Dieter's Devils worship only one Spirit Devout fans follow their favorite player

January 02, 1993|By Doug Brown | Doug Brown,Staff Writer

The strong bond grew out of a summer soccer camp and became, in final form, a group known as Dieter's Devils.

They come to the Spirit's home games at the Baltimore Arena, usually sitting in section 328, draping their banner over the railing and wearing Dieter's Devils T-shirts. They have a mascot, a person wearing a devil's costume with lighted horns.

They will be there tonight, 30 strong, when the Spirit faces the Dayton Dynamo at 7:35 in a National Professional Soccer League game.

"Every time I touch the ball, I hear them scream," Jason Dieter said. "If I get an assist, they make more noise.
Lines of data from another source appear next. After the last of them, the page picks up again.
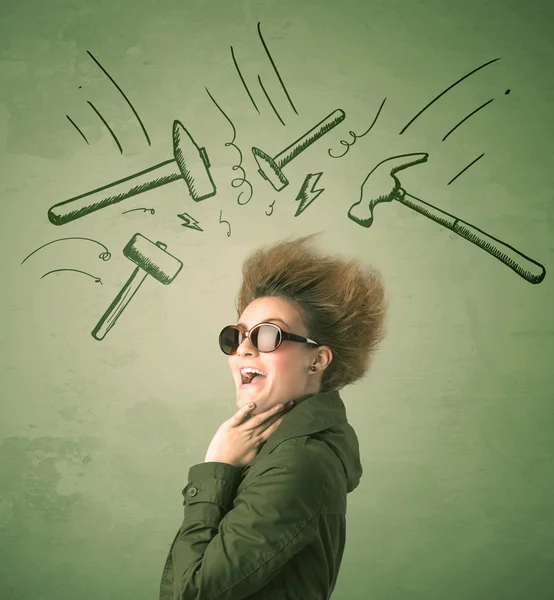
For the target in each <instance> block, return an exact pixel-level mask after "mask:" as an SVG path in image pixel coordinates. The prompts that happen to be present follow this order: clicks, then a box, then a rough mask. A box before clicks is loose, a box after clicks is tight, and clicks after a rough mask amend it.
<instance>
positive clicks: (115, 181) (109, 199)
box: [48, 159, 183, 225]
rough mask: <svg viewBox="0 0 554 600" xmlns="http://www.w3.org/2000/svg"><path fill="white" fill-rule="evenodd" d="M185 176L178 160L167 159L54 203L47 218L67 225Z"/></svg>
mask: <svg viewBox="0 0 554 600" xmlns="http://www.w3.org/2000/svg"><path fill="white" fill-rule="evenodd" d="M182 178H183V176H182V175H181V171H180V170H179V167H178V166H177V163H176V162H175V160H174V159H170V160H166V161H164V162H162V163H159V164H157V165H154V166H153V167H150V168H149V169H145V170H144V171H140V172H139V173H135V174H134V175H130V176H129V177H125V178H124V179H119V180H118V181H114V182H113V183H110V184H108V185H104V186H102V187H100V188H97V189H95V190H92V191H91V192H87V193H86V194H81V195H80V196H75V197H74V198H70V199H69V200H65V201H64V202H60V203H58V204H55V205H54V206H52V207H51V208H50V210H49V211H48V220H49V221H50V223H52V224H54V225H64V224H65V223H69V222H70V221H74V220H75V219H79V218H81V217H84V216H85V215H88V214H90V213H92V212H94V211H96V210H100V209H101V208H104V207H105V206H111V205H112V204H116V203H117V202H121V201H122V200H125V199H126V198H130V197H131V196H136V195H137V194H141V193H142V192H146V191H148V190H151V189H154V188H157V187H160V186H161V185H165V184H166V183H171V182H173V181H176V180H177V179H182Z"/></svg>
I try to give a little wave to show I appreciate them being there."

The Devils idolize the Spirit rookie who came from Archbishop Curley High, Essex Community College and UMBC to pro soccer. Before Christmas, they gave him brownies and an album of newspaper clippings and photos.

"I would have enjoyed the brownies even more," Dieter said, "if we hadn't lost to Cleveland that day."

Only one other Spirit player has a fan club, and Joe Koziol's is in Ohio. Koziol's Klan was formed when the former Loyola College star was playing for the Cleveland Crunch.

It was last August when Dieter came in contact with the young Anne Arundel County soccer players who would become the Devils. Dieter was on assistant Spirit coach Mike Stankovic's staff that was conducting a weeklong camp in the evenings in Crownsville for more than 100 youngsters, most of them 11- to 13-year-old girls.

"I told the staff to be enthusiastic, so it would spread to the kids and they could take it into their fall season," Stankovic said. "The personal touch, you know. The way Jason taught them, they just had this strong feeling for him."

"The relationship gelled, with the parents as well as the kids," Dieter said.

"They showed up after our preseason game against Harrisburg here and told me they were starting the club."

Dieter, 22, the Spirit's No. 5 scorer with 20 points on five two-point goals and 10 assists, made a strong impression on Stankovic in a collegeall-star game last spring.

"He scored a few goals," said Stankovic, who coached the East squad. "I could sense he wanted to be a pro and would be a good one."

In May, Dieter joined the Baltimore Blast for an exhibition in England against one of Europe's top teams, Aston Villa. Dieter scored a key third-quarter goal in the Blast's 4-2 victory.

It was not a shot for the ages, but Dieter accepted it eagerly: "I got a deflection off Rusty Troy's toe. I just happened to be there to play the ball. I kicked it off the post, and it went in."

Stankovic said he sensed that Dieter was nervous before the game and sought to calm him, telling him to play his own game.

"He did an excellent job," Stankovic said. "After he scored, he could say to himself, 'Hey, I can compete against these guys, even if they are among the best in the world.' "

Two months later, on July 27, Dieter was the first player signed by Baltimore's newly named soccer team, the Spirit.